Spesso ascoltiamo storie di semplici fattorini diventati titolari dell’azienda per cui lavoravano. Più in generale assistiamo di frequente all’assunzione della guida di un’organizzazione da parte di chi di quell’organizzazione era un semplice componente. Accade all’insegnante che diventa dirigente scolastico; al giornalista promosso caporedattore o direttore del giornale; al magistrato che passa a dirigere una procura o un tribunale. Il cambio può avvenire per anzianità ovvero come esito di una selezione o di una elezione. Di certo l’assunzione del ruolo di leadership si sposa (o dovrebbe sposarsi) con il maturare di nuove competenze. E, infatti, a ben vedere, guidare un gruppo grande o piccolo di persone è un lavoro del tutto peculiare. Per convincersene basti considerare, a titolo esemplificativo, quanto avviene in ambito sanitario: i medici possono dirigere strutture complesse (ad esempio: un grande reparto ospedaliero) solo dopo aver frequentato specifici corsi di formazione (art. 15 del decreto legislativo 502/1992). E detti corsi sono finalizzati, oltre che a far capire come si dirige una struttura governando i rischi connessi, a far acquisire la capacità di gestire le risorse umane e di promuovere il benessere organizzativo.
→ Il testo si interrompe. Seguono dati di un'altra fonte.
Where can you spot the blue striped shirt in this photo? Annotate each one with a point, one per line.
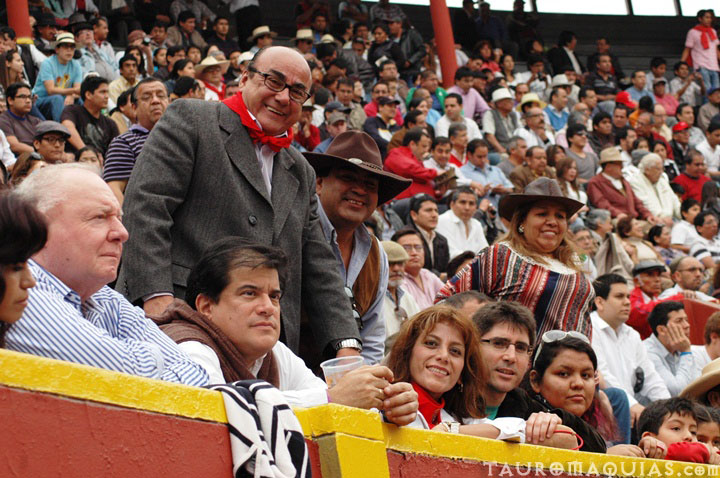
(105, 331)
(123, 152)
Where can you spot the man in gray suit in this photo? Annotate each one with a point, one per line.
(210, 170)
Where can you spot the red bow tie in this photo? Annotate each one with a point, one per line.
(276, 143)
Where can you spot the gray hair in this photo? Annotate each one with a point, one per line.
(648, 161)
(44, 187)
(456, 128)
(595, 217)
(512, 143)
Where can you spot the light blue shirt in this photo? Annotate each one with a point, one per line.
(636, 94)
(677, 369)
(105, 331)
(373, 329)
(63, 76)
(488, 175)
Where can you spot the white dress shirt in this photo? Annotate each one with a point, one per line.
(459, 239)
(298, 384)
(620, 352)
(676, 369)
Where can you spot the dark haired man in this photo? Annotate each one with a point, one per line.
(350, 185)
(623, 362)
(407, 161)
(701, 46)
(184, 33)
(126, 80)
(59, 78)
(149, 101)
(86, 123)
(17, 123)
(208, 171)
(462, 231)
(219, 38)
(424, 218)
(453, 114)
(474, 105)
(216, 324)
(669, 346)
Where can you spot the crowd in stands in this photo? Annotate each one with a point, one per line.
(204, 207)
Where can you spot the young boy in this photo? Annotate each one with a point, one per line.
(708, 419)
(673, 423)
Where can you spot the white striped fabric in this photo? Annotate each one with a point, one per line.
(106, 331)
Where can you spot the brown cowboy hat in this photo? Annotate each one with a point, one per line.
(708, 380)
(359, 150)
(542, 189)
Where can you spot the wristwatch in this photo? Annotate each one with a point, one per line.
(349, 344)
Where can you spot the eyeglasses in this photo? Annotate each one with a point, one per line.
(356, 312)
(54, 140)
(502, 344)
(556, 335)
(272, 82)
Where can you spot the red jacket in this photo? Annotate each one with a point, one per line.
(692, 186)
(603, 195)
(640, 310)
(403, 162)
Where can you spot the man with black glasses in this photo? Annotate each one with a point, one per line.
(17, 123)
(623, 361)
(214, 169)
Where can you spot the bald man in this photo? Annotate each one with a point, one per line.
(214, 169)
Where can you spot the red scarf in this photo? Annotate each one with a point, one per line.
(427, 406)
(220, 92)
(707, 34)
(237, 104)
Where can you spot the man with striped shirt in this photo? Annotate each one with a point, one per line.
(72, 314)
(149, 101)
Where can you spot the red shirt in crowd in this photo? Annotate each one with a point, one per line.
(403, 162)
(692, 186)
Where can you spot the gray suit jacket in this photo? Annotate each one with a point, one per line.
(198, 180)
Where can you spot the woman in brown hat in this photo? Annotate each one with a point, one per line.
(535, 263)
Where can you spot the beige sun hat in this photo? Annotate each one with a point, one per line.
(260, 31)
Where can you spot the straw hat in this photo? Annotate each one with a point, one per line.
(207, 62)
(260, 31)
(708, 380)
(542, 189)
(304, 34)
(359, 150)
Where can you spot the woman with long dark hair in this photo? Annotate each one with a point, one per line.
(23, 232)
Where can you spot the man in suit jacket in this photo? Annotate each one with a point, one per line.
(211, 170)
(609, 190)
(535, 166)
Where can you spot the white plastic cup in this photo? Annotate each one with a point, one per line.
(335, 369)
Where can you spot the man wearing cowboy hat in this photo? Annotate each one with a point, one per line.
(500, 122)
(304, 40)
(46, 27)
(210, 72)
(262, 37)
(351, 184)
(59, 78)
(609, 190)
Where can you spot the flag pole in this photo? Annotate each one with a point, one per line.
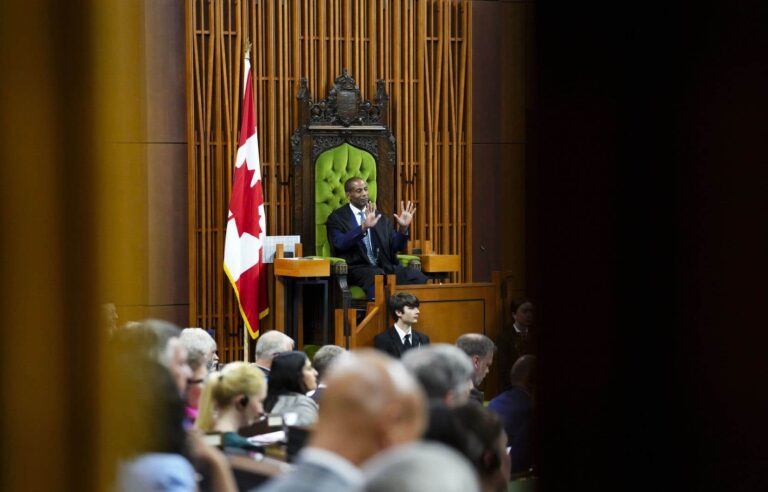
(246, 335)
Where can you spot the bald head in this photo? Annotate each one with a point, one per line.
(371, 396)
(271, 343)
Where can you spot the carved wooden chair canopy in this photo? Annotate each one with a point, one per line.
(340, 137)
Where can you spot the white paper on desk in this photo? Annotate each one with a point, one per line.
(268, 438)
(289, 243)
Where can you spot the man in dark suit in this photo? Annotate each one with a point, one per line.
(367, 241)
(371, 404)
(401, 336)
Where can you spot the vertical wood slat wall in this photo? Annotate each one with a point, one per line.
(421, 48)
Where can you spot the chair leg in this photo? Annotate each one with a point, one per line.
(345, 298)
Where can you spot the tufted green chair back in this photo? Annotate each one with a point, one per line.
(332, 169)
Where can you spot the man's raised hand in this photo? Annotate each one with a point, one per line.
(406, 214)
(371, 219)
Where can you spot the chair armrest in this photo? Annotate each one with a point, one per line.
(338, 265)
(410, 261)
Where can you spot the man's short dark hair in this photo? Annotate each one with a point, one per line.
(518, 303)
(323, 358)
(348, 183)
(476, 344)
(402, 299)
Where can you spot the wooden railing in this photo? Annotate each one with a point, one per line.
(420, 48)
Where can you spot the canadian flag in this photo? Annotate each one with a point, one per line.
(246, 224)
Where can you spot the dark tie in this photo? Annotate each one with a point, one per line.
(367, 241)
(407, 341)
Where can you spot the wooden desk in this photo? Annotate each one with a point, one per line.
(293, 272)
(439, 267)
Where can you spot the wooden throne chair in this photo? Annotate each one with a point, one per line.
(340, 137)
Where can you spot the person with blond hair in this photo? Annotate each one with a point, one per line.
(232, 399)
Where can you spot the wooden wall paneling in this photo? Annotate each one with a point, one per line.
(418, 47)
(421, 109)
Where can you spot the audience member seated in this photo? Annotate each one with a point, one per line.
(370, 404)
(400, 337)
(521, 339)
(420, 467)
(290, 379)
(271, 343)
(486, 446)
(480, 349)
(154, 448)
(232, 398)
(322, 359)
(515, 407)
(201, 357)
(444, 371)
(200, 345)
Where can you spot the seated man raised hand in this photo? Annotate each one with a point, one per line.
(363, 237)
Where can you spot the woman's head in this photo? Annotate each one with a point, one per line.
(522, 312)
(486, 444)
(291, 373)
(238, 386)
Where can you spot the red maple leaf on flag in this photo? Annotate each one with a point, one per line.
(245, 201)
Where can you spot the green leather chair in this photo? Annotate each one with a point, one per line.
(332, 169)
(340, 137)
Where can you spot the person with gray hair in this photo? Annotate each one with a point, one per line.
(444, 371)
(480, 349)
(322, 359)
(420, 467)
(371, 404)
(201, 348)
(271, 343)
(201, 357)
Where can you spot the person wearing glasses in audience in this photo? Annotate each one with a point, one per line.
(232, 399)
(291, 378)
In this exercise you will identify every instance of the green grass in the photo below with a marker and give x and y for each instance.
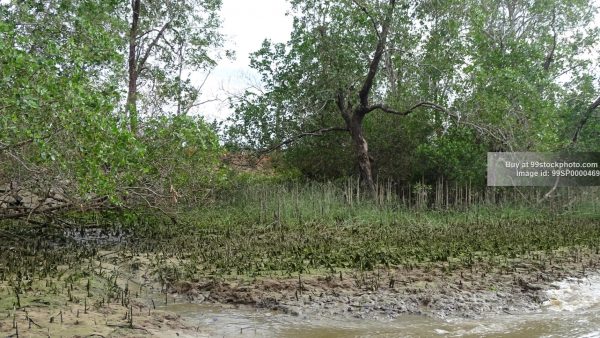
(291, 229)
Insomma: per fare il dirigente nella sanità non basta la laurea in medicina, occorre padroneggiare anche altri saperi. E questo vale per tutti i casi in cui si è chiamati ad essere “un capo”.
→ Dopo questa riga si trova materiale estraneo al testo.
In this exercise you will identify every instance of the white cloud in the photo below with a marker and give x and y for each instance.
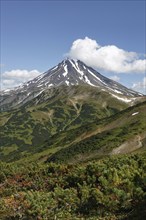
(140, 86)
(115, 78)
(108, 58)
(10, 79)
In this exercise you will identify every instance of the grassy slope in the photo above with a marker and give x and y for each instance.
(27, 129)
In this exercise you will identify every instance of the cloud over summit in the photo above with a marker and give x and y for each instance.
(109, 58)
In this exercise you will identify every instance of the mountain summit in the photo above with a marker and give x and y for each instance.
(69, 72)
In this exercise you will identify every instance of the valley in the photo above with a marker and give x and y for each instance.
(72, 146)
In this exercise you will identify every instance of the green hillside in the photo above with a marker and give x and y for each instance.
(26, 129)
(73, 155)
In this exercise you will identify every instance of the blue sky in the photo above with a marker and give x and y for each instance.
(36, 35)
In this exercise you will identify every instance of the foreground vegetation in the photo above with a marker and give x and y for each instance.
(111, 188)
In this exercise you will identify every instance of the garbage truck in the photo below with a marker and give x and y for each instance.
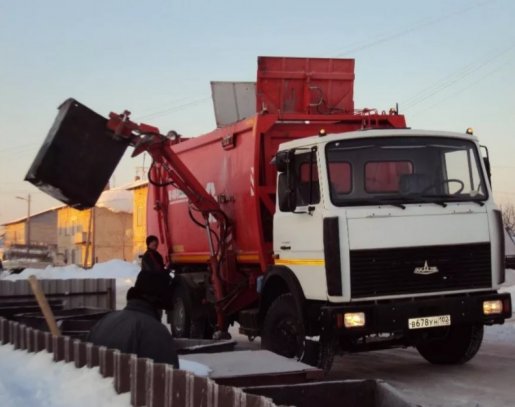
(318, 227)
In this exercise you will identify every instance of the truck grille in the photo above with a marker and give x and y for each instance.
(392, 271)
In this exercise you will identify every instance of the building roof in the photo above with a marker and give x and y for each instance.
(32, 215)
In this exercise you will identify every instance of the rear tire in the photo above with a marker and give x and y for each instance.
(459, 346)
(181, 319)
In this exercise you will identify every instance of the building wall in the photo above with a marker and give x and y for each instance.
(139, 225)
(72, 235)
(15, 233)
(42, 230)
(113, 235)
(109, 236)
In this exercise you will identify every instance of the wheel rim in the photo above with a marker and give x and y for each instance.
(286, 338)
(179, 318)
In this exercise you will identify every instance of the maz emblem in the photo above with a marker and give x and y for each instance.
(425, 270)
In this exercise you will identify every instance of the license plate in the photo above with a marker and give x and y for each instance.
(429, 322)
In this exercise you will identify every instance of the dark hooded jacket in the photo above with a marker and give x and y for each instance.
(152, 261)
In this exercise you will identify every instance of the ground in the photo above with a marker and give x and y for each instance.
(487, 380)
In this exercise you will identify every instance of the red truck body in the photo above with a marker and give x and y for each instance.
(295, 98)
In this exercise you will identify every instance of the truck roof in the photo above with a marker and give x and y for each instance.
(371, 134)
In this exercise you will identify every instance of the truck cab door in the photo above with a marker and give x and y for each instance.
(298, 223)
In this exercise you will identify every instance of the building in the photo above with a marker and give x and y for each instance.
(98, 234)
(139, 221)
(43, 230)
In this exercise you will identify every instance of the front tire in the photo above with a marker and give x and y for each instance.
(459, 346)
(283, 333)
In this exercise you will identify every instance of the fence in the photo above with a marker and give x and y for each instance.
(150, 384)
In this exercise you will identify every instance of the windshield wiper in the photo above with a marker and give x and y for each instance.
(377, 202)
(414, 198)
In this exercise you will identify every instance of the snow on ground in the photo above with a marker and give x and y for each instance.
(36, 380)
(125, 274)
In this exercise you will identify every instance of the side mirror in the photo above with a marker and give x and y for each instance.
(286, 192)
(486, 160)
(282, 160)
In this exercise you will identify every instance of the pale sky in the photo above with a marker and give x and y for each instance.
(449, 64)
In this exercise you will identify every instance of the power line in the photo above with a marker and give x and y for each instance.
(455, 77)
(174, 109)
(414, 27)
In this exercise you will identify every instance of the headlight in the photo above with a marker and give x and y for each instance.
(492, 307)
(354, 319)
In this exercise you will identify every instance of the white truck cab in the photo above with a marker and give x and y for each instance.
(394, 239)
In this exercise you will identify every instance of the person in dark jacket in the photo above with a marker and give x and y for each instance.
(137, 328)
(152, 259)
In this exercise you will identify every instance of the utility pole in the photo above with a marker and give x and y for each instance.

Ma c’è di più. Guidare un’organizzazione non significa gongolarsi nel narcisismo di sapere di essere giunti in una posizione di potere così da “comandare” sugli altri (magari creando un “cerchio magico” al fine di isolare e vessare chi ne è fuori). Al contrario: il leader porta il peso della responsabilità di far crescere il gruppo attribuendo un ruolo positivo ad ogni membro di esso. La parola chiave è “valorizzare”. La relativa competenza è saper aiutare le persone a dare il meglio di sé. Ogni persona ha caratteristiche specifiche: chi le guida deve saperle riconoscere e fare in modo che le stesse siano messe a frutto a vantaggio del progetto comune. Ogni risorsa non valorizzata è uno spreco per l’organizzazione (e una sconfitta oggettiva per chi la guida).
Tante le ricadute concrete della necessità di valorizzare chi sta intorno: occorre saper ascoltare essendo disponibili al confronto senza usare la propria posizione per chiudere il discorso; occorre saper prendersi cura mettendo a proprio agio le persone senza mai umiliarle o addirittura farle oggetto di manipolazione; occorre saper dare l’esempio testimoniando i valori dichiarati fuggendo la superficialità o l’incoerenza; occorre dare fiducia delegando, incoraggiando, offrendo nuove opportunità ed evitando di scavalcare gli individui o di tradirne le aspettative; occorre essere generosi anche rinunciando al potere o ammettendo i propri errori.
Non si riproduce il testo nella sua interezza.